Winter is also a time to start some supplements to maintain a healthy immune system.
As a very basic level, it is worth introducing a good dose of Vitamin C (it is no coincidence that winter is the season of citrus fruits!), Vitamin D3, Zinc, Magnesium, and a little Selenium.
We make Vitamin D from the sun. When we were hunter-gatherers, we were closer to the equator and outdoors all day – so we had a constant supply of Vitamin D. In a UK winter, we are fully dressed and indoors most of the time, hence a supplement is essential.
There is also lot to be said for our previous generations who told us to wrap up in winter. Scarves, hats and layers. In modern days we rely on central heating, but turning the heating down a notch and putting on an extra jumper is good for us.

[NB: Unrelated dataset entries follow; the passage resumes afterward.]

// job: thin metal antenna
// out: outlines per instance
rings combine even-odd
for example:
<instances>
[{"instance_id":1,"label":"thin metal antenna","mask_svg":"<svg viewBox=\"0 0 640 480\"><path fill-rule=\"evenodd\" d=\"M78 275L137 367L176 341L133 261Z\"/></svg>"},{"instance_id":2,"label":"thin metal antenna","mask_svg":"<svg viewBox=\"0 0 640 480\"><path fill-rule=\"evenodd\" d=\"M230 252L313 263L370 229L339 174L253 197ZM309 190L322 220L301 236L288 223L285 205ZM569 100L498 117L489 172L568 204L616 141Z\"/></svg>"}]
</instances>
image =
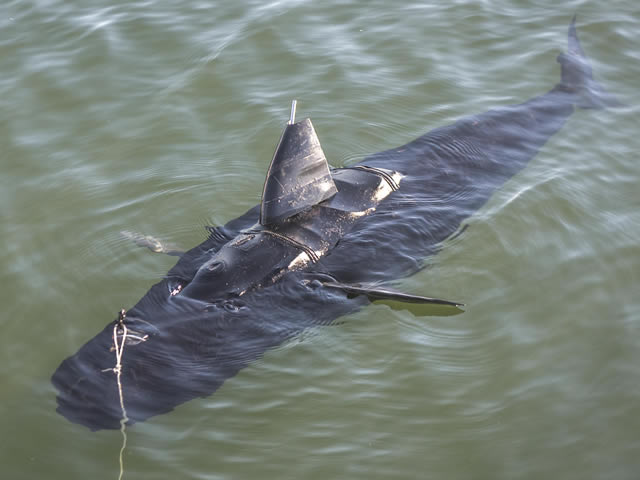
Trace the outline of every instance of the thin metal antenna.
<instances>
[{"instance_id":1,"label":"thin metal antenna","mask_svg":"<svg viewBox=\"0 0 640 480\"><path fill-rule=\"evenodd\" d=\"M289 117L289 125L293 125L296 121L296 103L297 100L291 101L291 116Z\"/></svg>"}]
</instances>

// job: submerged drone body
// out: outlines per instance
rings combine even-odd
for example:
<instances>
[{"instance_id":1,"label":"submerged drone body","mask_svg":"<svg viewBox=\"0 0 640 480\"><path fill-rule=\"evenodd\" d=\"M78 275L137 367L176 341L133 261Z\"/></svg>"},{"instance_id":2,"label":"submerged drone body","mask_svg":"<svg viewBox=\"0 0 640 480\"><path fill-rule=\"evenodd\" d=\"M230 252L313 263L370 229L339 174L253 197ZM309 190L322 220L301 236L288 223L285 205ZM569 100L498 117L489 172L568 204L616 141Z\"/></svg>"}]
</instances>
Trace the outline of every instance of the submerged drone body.
<instances>
[{"instance_id":1,"label":"submerged drone body","mask_svg":"<svg viewBox=\"0 0 640 480\"><path fill-rule=\"evenodd\" d=\"M176 281L169 301L240 299L304 270L398 190L397 172L365 166L330 172L311 121L293 123L294 111L295 101L267 174L259 222L207 252L210 259L193 278Z\"/></svg>"},{"instance_id":2,"label":"submerged drone body","mask_svg":"<svg viewBox=\"0 0 640 480\"><path fill-rule=\"evenodd\" d=\"M261 205L211 228L133 308L62 362L52 377L58 412L93 430L118 428L210 395L269 348L370 301L459 305L380 284L415 273L575 105L606 105L573 23L558 61L562 81L544 95L350 168L330 169L311 122L293 123L292 113Z\"/></svg>"}]
</instances>

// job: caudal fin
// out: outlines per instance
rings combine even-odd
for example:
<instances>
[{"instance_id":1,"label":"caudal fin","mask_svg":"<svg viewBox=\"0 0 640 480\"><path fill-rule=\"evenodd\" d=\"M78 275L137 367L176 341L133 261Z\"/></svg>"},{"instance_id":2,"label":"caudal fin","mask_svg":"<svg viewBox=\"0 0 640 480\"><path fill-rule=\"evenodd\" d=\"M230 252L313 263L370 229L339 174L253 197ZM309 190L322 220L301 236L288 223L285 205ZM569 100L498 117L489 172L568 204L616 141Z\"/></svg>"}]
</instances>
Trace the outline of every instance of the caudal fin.
<instances>
[{"instance_id":1,"label":"caudal fin","mask_svg":"<svg viewBox=\"0 0 640 480\"><path fill-rule=\"evenodd\" d=\"M580 108L619 107L621 103L606 92L593 79L591 63L582 50L578 32L576 31L576 16L569 25L569 44L567 51L558 55L558 63L562 66L562 87L577 96L576 105Z\"/></svg>"}]
</instances>

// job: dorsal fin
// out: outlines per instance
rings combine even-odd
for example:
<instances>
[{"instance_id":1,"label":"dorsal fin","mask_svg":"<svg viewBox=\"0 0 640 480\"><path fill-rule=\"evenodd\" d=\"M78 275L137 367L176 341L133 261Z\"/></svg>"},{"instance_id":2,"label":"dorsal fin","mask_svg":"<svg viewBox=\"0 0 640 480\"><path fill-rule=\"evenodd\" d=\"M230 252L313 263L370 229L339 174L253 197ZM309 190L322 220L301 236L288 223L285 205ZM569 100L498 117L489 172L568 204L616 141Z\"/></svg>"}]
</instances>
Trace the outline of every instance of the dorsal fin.
<instances>
[{"instance_id":1,"label":"dorsal fin","mask_svg":"<svg viewBox=\"0 0 640 480\"><path fill-rule=\"evenodd\" d=\"M262 225L281 222L338 192L311 120L293 123L294 111L295 103L264 182Z\"/></svg>"}]
</instances>

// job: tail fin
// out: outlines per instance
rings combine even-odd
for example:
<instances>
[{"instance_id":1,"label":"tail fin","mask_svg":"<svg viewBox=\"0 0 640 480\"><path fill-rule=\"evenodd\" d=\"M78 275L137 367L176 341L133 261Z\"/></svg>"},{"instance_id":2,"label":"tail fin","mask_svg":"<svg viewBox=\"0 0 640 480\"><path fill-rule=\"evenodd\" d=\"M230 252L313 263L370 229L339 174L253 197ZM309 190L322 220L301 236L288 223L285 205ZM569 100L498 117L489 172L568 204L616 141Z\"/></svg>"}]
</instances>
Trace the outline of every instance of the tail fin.
<instances>
[{"instance_id":1,"label":"tail fin","mask_svg":"<svg viewBox=\"0 0 640 480\"><path fill-rule=\"evenodd\" d=\"M576 105L580 108L619 107L622 104L593 79L591 63L584 54L578 32L576 16L569 25L569 44L566 53L558 55L558 63L562 66L560 85L578 97Z\"/></svg>"}]
</instances>

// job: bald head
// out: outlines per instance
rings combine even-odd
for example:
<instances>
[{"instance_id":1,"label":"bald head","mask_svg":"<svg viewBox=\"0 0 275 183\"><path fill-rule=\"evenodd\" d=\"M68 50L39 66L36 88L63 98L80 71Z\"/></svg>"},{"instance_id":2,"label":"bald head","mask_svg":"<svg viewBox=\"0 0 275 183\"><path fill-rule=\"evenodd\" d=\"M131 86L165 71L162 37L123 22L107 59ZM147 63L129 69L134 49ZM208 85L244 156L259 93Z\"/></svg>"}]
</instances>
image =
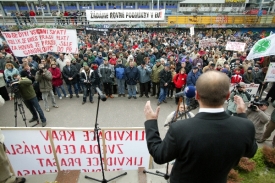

Although the days are far shorter, it is vital to get outdoor light exposure in the morning. You may say, there is no light, but even on a cloudy, rainy winter day, the outside light is far brighter and better for you than indoor artificial light and it is crucial in setting your sleep pattern.
If you are into the habit of grounding (standing/walking barefoot on the grass or other natural surface) you may find this too difficult during winter. As alternatives, you can simply touch nature around you with your hands. Feel the leaves of a tree as you walk past, put your hands on the grass, and touch the plants.
In the evening, where possible, avoid artificial light. I know this is easier said than done in winter! However, these days, there are lightbulbs and lamps that are readily available and affordable which do not give out blue light (the sort of light from computers and screens which disrupts our circadian rhythm) and produce a more natural, softer light.
Finally, as we spend more time indoors in winter, consider taking up a new gentle indoor activity – anything you fancy from knitting, to journalling to Tai Chi. Anything that sparks joy!
Wishing you a nourishing and healthful winter.